Since we’ve been talking about the Amazon River lately — here and here — I thought we might listen to some Amazon River music. The story of this particular piece brings together three significant artists — the dance company Grupo Corpo, the instrumental group Uakti, and composer Philip Glass.
Grupo Corpo — the Body Group — is a Brazilian dance theater company founded in 1975 by Paulo Pederneiras. The company has now taken its Afro-Brazilian fusion of ballet, jazz, and modern dance all over the world, to the delight of both audiences and critics. Their performances have, as one critic put it, “sexy physicality and dramatic visual flair.” The Globe and Mail says they are “arguably the best on the planet.”
Uakti — pronounced wahk-chee — is a Brazilian instrumental group that consists of Marco Antônio Guimarães, Artur Andrés Ribeiro, Paulo Sérgio dos Santos, and Décio de Souza Ramos. The musicians all have classical backgrounds, and play with the Minas Gerais Symphonic Orchestra. Their group Uakti, however, is known for using custom-made instruments, built by the group itself using everyday materials — pipe, glasses, wood, metal, rocks, rubber, even water. For Uakti, anything can produce sound, including conventional instruments, such as guitars and cellos, but played, for example, using drumsticks.

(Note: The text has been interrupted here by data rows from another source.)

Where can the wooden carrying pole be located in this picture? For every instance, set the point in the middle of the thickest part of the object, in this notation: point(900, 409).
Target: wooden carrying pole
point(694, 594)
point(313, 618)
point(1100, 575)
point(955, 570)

Founded in 1978 under the leadership of Marco Antônio Guimarães, the group was first noticed and sponsored by prominent Brazilian singer, songwriter, and guitarist Milton Nascimento, who used the group on several of his albums and also produced their first record. Their name is taken from a Tukano legend about the musician Uakti, who had holes in his body, through which the wind would produce music that seduced women. The men grew jealous, and killed and buried him; and from his grave there grew the palm trees from which flutes are made.

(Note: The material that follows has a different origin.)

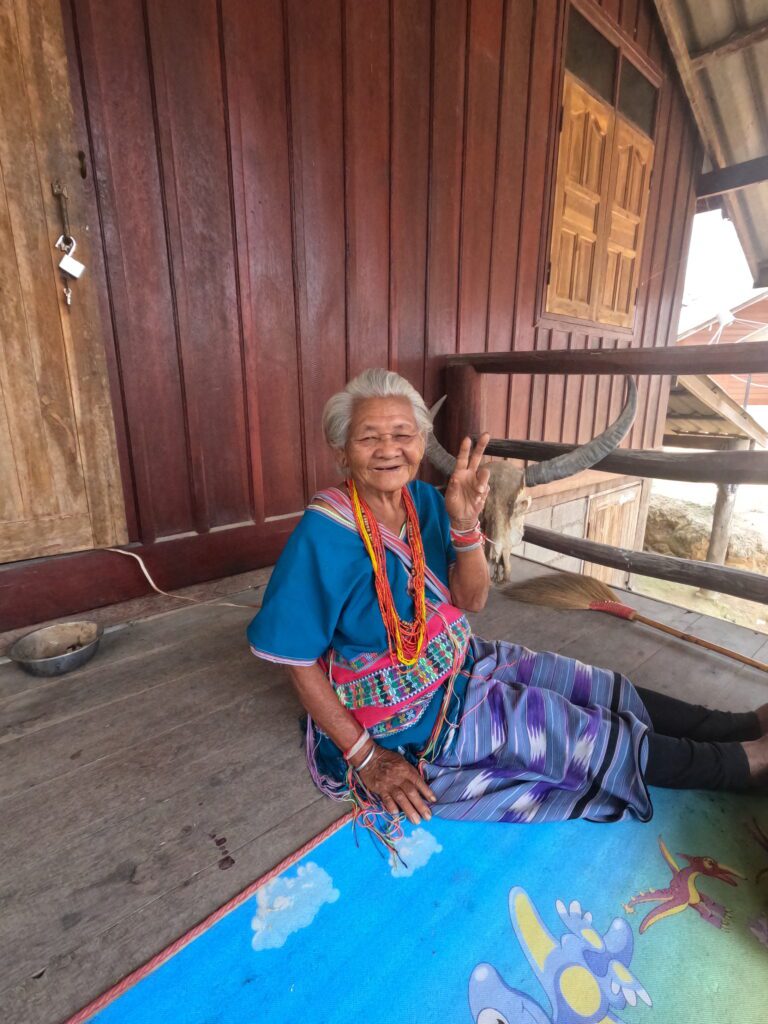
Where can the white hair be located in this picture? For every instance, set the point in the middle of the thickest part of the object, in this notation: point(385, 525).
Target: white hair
point(378, 383)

Philip Glass, along with his contemporaries Terry Riley and Steve Reich, is a pioneer of minimalist music — what Glass prefers to call “music with repetitive structures.” An extraordinarily prolific composer, he has written more than twenty operas; eight symphonies; concertos for piano, violin, timpani, and saxophone quartet; five string quartets and more than thirty additional compositions for chamber orchestra; and soundtracks for more than thirty movies, ranging from Tod Browning’s Dracula to Paul Schrader’s Mishima to Godfrey Reggio’s Koyaanisqatsi. He has collaborated with Brian Eno, Ravi Shankar, Leaonard Cohen, David Bowie, Patti Smith, Paul Simon, and many others; yet his sound has always remained distinctively his own, and instantly recognizable. It is fair to say that Glass has had an extraordinary — indeed, an unprecedented — impact on contemporary music.
Almost forty years ago, I wore a groove into my vinyl recording of his hypnotic Music with Changing Parts. I have seen his operas Einstein on the Beach, Satyagraha, and Galileo Galilei. I was privileged to see him perform sections from his then uncompleted opera Hydrogen Jukebox, based on the poems of Alan Ginsberg, along with Ginsberg himself, in his finest incantatory mode, accompanying himself on the harmonium, performing his poems on the stage.

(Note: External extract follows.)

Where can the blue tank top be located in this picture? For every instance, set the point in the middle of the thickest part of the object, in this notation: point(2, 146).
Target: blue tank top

In 1993, Uakti came to Glass with a proposal that they collaborate on a dance score for Grupo Corpo, for whom Marco Antônio Guimarães had already written several original compositions. “Years ago when I first met Uakti,” Glass writes, “I saw their music and performance as a unique and beautiful contribution to the world of new and experimental music. I became friends with the musicians; especially I came to admire Marco’s extraordinary ear for color and composition. I was therefore very pleased when some years later they proposed a collaboration.” The arrangement was done by Guimarães, who adapted the work to Uakti’s instruments; this was the first time that Glass’s music was arranged by another composer. The result, Glass says, “represents a true melding of my music with their sensibilities.”
The product of this collaboration was a work entitled Águas da Amazônia—Sete ou oito peças para um balé, The Waters of Amazonia—Seven or Eight Pieces for a Ballet. Each piece is a musical representation of one of the great rivers of the Amazon. By the time the recording of the music was released in 1999, the number of rivers had grown to nine — the Tiquiê, Japurá, Purus, Negro, Madeira, Tapajós, Paru, Xingu, and Amazon. The piece Amazon River, which we offer below, uses keyboards, big pipe, borel, chori, glass marimba, marimba d’angelim, grand pan, inclined pan, condensator drums, xylophone, flute with prepared mouthpiece, and snare drum. The homemade instruments give these pieces a softer and less crystalline edge than many other works by Glass, and capture both the slow broad flow of the river and its surprisingly swift and dangerous currents.